JEAN FOUQUET

Of far greater importance is the school which flourished at Tours, for here at last we meet with clearly marked personalities whose names are definitely connected with extant works, even if the character of their art remains essentially Flemish. The best known artist of this group is Jean Fouquet (c. 1425–1480?), who was Painter to Charles vii. and Louis xi. and wrought the wonderful miniatures in the famous Book of Hours at Chantilly. He was distinctly more successful as an illuminator than as a painter, although his masterpiece, the Chevalier diptych (of which one wing is at the Antwerp and the other at the Berlin Museum), is a work of considerable merit. The Louvre owns an interesting painting from his brush—the portrait of the corpulent Chancellor of France, Guillaume Juvénal des Ursins, Baron de Trainel (No. 288). He is depicted in three-quarter profile to the right, dressed in a fur-edged red robe, with hands folded in prayer, before an open book on a cushion. The pilasters in the rich architectural setting terminate in two bears supporting the Chancellor’s coat of arms. This important picture was bought in 1835 for the sum of £36. It was then attributed to Michael Wohlgemuth!
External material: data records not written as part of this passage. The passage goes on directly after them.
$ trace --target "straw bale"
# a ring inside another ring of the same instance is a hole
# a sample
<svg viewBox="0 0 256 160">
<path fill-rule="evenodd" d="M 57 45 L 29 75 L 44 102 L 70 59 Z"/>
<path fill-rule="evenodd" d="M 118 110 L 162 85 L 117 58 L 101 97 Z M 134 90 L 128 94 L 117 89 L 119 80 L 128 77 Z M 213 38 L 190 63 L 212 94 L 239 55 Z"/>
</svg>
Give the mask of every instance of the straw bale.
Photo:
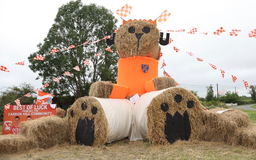
<svg viewBox="0 0 256 160">
<path fill-rule="evenodd" d="M 177 103 L 174 97 L 180 95 L 183 98 L 181 102 Z M 191 108 L 187 107 L 186 102 L 188 100 L 194 102 L 194 106 Z M 180 87 L 170 88 L 154 98 L 148 106 L 147 110 L 148 131 L 147 138 L 153 144 L 165 144 L 169 142 L 164 133 L 166 112 L 163 111 L 160 105 L 163 103 L 169 106 L 167 111 L 171 115 L 174 115 L 178 111 L 183 115 L 187 111 L 189 116 L 191 133 L 189 141 L 197 139 L 203 125 L 202 114 L 203 110 L 196 97 L 188 90 Z"/>
<path fill-rule="evenodd" d="M 231 110 L 222 112 L 217 111 Z M 232 145 L 240 144 L 242 128 L 250 125 L 248 115 L 241 110 L 232 108 L 223 109 L 218 107 L 204 111 L 203 119 L 204 125 L 202 127 L 200 138 L 212 141 L 225 142 Z"/>
<path fill-rule="evenodd" d="M 143 27 L 147 26 L 150 28 L 150 32 L 145 34 L 142 32 Z M 128 32 L 130 27 L 134 27 L 135 33 Z M 139 42 L 135 34 L 143 34 Z M 124 25 L 118 30 L 115 39 L 115 45 L 118 54 L 121 58 L 135 56 L 146 56 L 152 50 L 157 55 L 151 55 L 148 57 L 159 59 L 160 51 L 158 45 L 160 38 L 158 29 L 155 25 L 141 20 L 132 21 Z M 156 56 L 156 57 L 155 57 Z"/>
<path fill-rule="evenodd" d="M 33 142 L 20 134 L 0 135 L 0 154 L 14 153 L 32 149 Z"/>
<path fill-rule="evenodd" d="M 20 134 L 43 149 L 68 141 L 67 120 L 56 116 L 42 117 L 20 124 Z"/>
<path fill-rule="evenodd" d="M 98 81 L 91 85 L 89 96 L 108 98 L 110 96 L 114 85 L 109 81 Z"/>
<path fill-rule="evenodd" d="M 168 77 L 156 77 L 153 82 L 157 91 L 176 86 L 176 81 L 174 79 Z"/>
<path fill-rule="evenodd" d="M 64 118 L 66 114 L 66 111 L 60 107 L 56 108 L 56 116 L 61 118 Z"/>
<path fill-rule="evenodd" d="M 86 104 L 87 109 L 85 110 L 81 108 L 83 103 Z M 92 107 L 97 108 L 97 113 L 93 114 L 92 113 Z M 94 141 L 92 145 L 94 146 L 100 146 L 106 143 L 108 126 L 108 120 L 105 113 L 100 103 L 95 98 L 92 97 L 84 96 L 77 99 L 71 106 L 68 109 L 67 117 L 70 127 L 70 140 L 72 144 L 76 144 L 76 131 L 78 119 L 87 117 L 89 120 L 94 118 Z M 74 114 L 73 117 L 71 116 Z"/>
<path fill-rule="evenodd" d="M 216 112 L 217 111 L 228 109 L 231 110 L 221 113 Z M 212 123 L 213 121 L 218 121 L 217 123 L 222 123 L 223 122 L 220 121 L 224 121 L 226 123 L 228 123 L 230 121 L 234 122 L 237 127 L 246 127 L 250 122 L 249 116 L 246 113 L 232 108 L 223 109 L 220 107 L 217 107 L 204 111 L 204 112 L 205 114 L 204 115 L 204 123 L 210 125 L 216 125 L 215 123 Z"/>
<path fill-rule="evenodd" d="M 256 124 L 241 127 L 236 138 L 238 139 L 238 144 L 256 149 Z"/>
</svg>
Fouquet is known to have painted Charles vii. in 1444; but the Portrait of Charles VII., King of France (No. 289), with the inscription along the top, “le très glorieux roy de france,” and below, “charles septiesme de ce nom,” cannot certainly be identified with the picture referred to in contemporary records. The Louvre picture was acquired in 1838 for £18.
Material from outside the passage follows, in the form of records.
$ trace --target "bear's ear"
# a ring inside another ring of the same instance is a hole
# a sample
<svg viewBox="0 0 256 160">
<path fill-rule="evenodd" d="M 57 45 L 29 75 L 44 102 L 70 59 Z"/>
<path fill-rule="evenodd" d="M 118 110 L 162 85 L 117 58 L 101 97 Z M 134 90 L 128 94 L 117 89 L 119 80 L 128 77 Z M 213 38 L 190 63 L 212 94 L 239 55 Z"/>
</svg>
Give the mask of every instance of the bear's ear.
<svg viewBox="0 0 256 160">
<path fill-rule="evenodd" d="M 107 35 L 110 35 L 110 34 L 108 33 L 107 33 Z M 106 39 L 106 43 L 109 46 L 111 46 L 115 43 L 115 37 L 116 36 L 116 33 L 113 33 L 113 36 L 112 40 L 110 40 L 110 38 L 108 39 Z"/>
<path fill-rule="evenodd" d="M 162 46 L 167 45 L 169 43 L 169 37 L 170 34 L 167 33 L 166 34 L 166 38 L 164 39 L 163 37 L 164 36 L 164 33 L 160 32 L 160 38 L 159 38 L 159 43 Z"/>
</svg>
The name of Jean Fouquet has for a long time been connected with the admirable little portrait known as The Man with the Wineglass (No. 1000, formerly No. 1000a). It was shown as a work of Fouquet at the Exhibition of French Primitives; and the attribution is still maintained by many French critics, although in the official Catalogue the picture is given to an Unknown French painter of the fifteenth century known as “The Master of 1456” from a dated picture in the Liechtenstein Gallery in Vienna. The whole style of the painting would, however, point to German origin, the only thing French about the picture being the type of the personage represented. It is interesting to note that this portrait, which was bought from a Paris dealer in 1906 for £7600, was formerly in the collection of Count Wilczek in Vienna, and was bought by its former owner at Ulm. It is probably the work of a painter of the Swabian school.